I got the REST API to work on macos. Yeah!!! I could hear the output from the sample code. Alas, now I would like to submit a longer document I wrote to batch TTS and post it as my podcast. I am taking the example right off the webpage, and just substitute the environment variables, the same way that the plain TTS showed it.
curl -v -X PUT -H "Ocp-Apim-Subscription-Key: ${SPEECH_KEY}" -H "Content-Type: application/json" -d '{
"description": "my ssml test",
"inputKind": "SSML",
"inputs": [
{
"content": "<speak version=\"1.0\" xml:lang=\"en-US\"><voice name=\"en-US-JennyNeural\">The rainbow has seven colors.</voice></speak>"
}
],
"properties": {
"outputFormat": "riff-24khz-16bit-mono-pcm",
"wordBoundaryEnabled": false,
"sentenceBoundaryEnabled": false,
"concatenateResult": false,
"decompressOutputFiles": false
}
}' "https://${SPEECH_REGION}.api.cognitive.microsoft.com/texttospeech/batchsyntheses/YourSynthesisId?api-version=2024-04-01"
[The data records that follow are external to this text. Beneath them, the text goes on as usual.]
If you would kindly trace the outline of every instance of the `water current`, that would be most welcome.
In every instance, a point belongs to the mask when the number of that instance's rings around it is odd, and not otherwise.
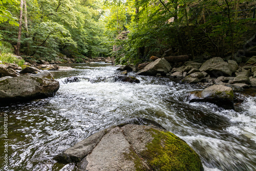
[[[55,96],[0,107],[0,170],[76,170],[53,157],[85,138],[135,117],[160,124],[199,155],[205,170],[256,170],[256,89],[236,93],[235,110],[188,102],[197,85],[168,78],[135,76],[139,83],[115,81],[117,67],[72,64],[52,73],[60,84]],[[67,78],[76,76],[74,82]],[[8,167],[3,154],[4,115],[8,115]]]

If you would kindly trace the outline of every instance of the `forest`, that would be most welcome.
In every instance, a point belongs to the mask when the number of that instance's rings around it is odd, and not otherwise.
[[[2,0],[0,5],[0,60],[7,62],[17,60],[15,54],[36,61],[113,56],[117,63],[138,63],[168,50],[193,58],[233,58],[244,35],[254,32],[248,26],[255,25],[253,0]],[[200,37],[208,46],[198,50]]]

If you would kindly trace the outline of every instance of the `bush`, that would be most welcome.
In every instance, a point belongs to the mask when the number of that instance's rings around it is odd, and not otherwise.
[[[24,59],[18,59],[10,53],[1,53],[0,60],[5,63],[16,63],[19,66],[23,66],[25,62]]]

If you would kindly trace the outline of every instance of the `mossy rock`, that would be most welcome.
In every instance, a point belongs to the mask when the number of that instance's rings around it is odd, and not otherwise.
[[[204,170],[199,156],[184,140],[154,124],[113,126],[54,159],[78,163],[79,170]]]

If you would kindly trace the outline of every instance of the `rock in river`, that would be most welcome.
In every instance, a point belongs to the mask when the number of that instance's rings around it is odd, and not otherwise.
[[[124,124],[102,130],[54,158],[80,170],[203,170],[183,140],[155,125]]]
[[[233,109],[233,90],[228,87],[215,84],[204,89],[201,94],[202,98],[194,99],[189,102],[208,102],[225,109]]]
[[[143,69],[139,71],[137,74],[153,76],[155,76],[157,74],[161,74],[165,75],[171,69],[172,66],[164,58],[159,58],[147,65]]]
[[[0,81],[0,102],[52,97],[59,88],[58,81],[29,76]]]

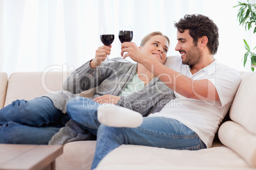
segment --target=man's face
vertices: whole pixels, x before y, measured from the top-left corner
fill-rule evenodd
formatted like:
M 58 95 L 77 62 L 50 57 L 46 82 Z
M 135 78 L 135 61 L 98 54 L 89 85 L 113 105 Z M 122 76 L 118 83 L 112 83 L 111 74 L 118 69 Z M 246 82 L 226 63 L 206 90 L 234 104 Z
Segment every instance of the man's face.
M 194 45 L 189 30 L 185 30 L 183 33 L 177 31 L 177 40 L 175 50 L 181 55 L 182 63 L 188 65 L 198 63 L 202 58 L 202 53 L 198 46 Z

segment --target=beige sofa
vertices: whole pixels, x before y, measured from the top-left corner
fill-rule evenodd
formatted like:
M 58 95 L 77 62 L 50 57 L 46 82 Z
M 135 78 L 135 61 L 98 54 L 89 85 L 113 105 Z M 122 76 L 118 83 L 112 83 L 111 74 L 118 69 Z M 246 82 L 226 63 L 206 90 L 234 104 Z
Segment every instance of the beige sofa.
M 221 125 L 220 141 L 211 148 L 188 151 L 124 145 L 106 156 L 97 170 L 256 169 L 256 72 L 241 74 L 242 81 L 229 114 L 232 121 Z M 15 72 L 8 79 L 0 72 L 0 108 L 17 99 L 31 100 L 60 89 L 67 75 L 62 72 Z M 96 141 L 64 145 L 57 169 L 90 169 L 95 147 Z

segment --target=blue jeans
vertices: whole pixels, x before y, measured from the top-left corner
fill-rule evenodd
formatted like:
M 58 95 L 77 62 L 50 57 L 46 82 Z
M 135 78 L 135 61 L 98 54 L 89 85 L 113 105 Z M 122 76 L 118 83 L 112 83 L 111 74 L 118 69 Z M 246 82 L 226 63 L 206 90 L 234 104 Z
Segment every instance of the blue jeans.
M 173 119 L 144 117 L 143 124 L 136 128 L 101 124 L 97 117 L 99 106 L 99 103 L 85 98 L 71 99 L 67 104 L 67 112 L 71 119 L 89 130 L 98 129 L 92 169 L 106 154 L 122 144 L 180 150 L 206 148 L 194 131 Z
M 69 119 L 47 97 L 14 101 L 0 110 L 0 143 L 47 145 Z

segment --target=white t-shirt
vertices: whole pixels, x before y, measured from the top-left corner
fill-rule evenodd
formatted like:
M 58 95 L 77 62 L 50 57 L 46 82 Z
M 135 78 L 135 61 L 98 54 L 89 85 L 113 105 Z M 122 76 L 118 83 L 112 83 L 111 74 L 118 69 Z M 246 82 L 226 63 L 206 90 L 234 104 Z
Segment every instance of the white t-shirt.
M 174 92 L 171 100 L 158 113 L 150 116 L 162 116 L 176 119 L 195 131 L 208 148 L 211 147 L 220 122 L 226 115 L 240 84 L 240 74 L 227 66 L 212 63 L 192 75 L 190 68 L 174 56 L 169 67 L 193 80 L 208 79 L 215 86 L 220 101 L 205 101 L 187 98 Z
The first correction I had to make was to add ".api" into the URL, which I would suggest MS also should show. At this point, I had a server to talk to. It would be nice if MS would just use the environment variables here, too.
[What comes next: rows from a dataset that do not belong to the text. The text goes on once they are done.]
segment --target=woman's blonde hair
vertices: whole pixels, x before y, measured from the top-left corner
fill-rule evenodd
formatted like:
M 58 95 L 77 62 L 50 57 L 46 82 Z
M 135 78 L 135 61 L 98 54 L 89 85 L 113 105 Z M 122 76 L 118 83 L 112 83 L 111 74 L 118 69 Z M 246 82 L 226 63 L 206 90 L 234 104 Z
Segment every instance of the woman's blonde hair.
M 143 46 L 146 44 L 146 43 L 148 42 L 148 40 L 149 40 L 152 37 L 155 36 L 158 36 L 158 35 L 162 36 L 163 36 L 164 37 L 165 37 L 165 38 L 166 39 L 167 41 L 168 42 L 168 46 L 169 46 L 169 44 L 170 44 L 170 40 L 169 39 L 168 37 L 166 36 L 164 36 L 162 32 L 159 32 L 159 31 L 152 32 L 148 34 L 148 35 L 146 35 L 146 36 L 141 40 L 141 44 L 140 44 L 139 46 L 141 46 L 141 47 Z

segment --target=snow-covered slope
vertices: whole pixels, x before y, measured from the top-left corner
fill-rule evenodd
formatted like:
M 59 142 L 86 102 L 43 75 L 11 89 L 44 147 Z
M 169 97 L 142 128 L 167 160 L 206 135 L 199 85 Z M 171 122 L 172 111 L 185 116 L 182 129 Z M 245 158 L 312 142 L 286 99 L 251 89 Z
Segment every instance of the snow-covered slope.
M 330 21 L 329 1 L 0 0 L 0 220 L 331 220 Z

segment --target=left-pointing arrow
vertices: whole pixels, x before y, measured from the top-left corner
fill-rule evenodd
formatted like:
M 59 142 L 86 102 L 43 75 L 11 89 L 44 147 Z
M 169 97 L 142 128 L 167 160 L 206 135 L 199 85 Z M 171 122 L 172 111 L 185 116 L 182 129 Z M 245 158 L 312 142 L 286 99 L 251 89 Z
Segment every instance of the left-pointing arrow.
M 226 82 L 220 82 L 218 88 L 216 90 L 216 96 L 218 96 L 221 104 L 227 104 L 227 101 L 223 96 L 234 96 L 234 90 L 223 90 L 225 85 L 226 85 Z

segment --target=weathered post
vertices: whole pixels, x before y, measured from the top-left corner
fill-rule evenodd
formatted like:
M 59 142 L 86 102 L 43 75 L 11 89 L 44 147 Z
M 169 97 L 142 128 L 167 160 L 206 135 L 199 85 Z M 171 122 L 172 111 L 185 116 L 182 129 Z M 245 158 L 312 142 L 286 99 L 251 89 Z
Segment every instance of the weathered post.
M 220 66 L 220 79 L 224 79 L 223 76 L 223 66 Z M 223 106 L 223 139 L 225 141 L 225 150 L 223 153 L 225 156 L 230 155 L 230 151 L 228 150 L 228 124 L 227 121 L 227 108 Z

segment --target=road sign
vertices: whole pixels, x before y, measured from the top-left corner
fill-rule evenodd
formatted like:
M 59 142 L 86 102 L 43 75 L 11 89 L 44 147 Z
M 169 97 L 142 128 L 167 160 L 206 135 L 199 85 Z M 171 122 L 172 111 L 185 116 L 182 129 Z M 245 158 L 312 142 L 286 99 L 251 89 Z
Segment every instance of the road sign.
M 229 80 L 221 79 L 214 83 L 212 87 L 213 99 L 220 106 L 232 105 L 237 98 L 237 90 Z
Now, my first attempt was {"error":{"code":"401","message": "The Create batch text to speech job Operation under Batch Text to Speech API version 2024-04-01 is not supported with the current subscription key and pricing tier SpeechServices.F0."}}
. After some trying to just switch the service, I figured this one out. First, I need to upgrade my entire account in the portal. all good and done, and azure tells me that this has been completed. now I go back to my "resources" in the portal, and then my type "speech service". unfortunately, the Target does not offer me to "move" my basic subscription, but just the free tier. Creating a new "speech services" similarly is confusing --- at the top, I am still in free tier, but at the bottom I can now select standard rather than free. Fortunately, now this works. This process should be a lot clearer.
Next, I was wondering what YourSynthesisId
is? Eventually, I figured out that it is a random (unique) string that the user can choose. So far, so good.
So, now I am at fine-tuning. How can I lower the pitch of the speaker? The speed?
I would like to upload a 20,000 character file (in markdown) now. presumably, I strip the markdown markup first. alas, there were no examples on non-SSML (PlainText) use on the website.
Incidentally, are there more userfriendly interfaces somewhere? like some scripts that process a set of text files and place *wav files next to the .txt files? or, has anyone put this together on a website to resell Azure's TTS services? They are much cheaper than, say, elevenlabs. I wonder if Microsoft would like or not like someone to do this?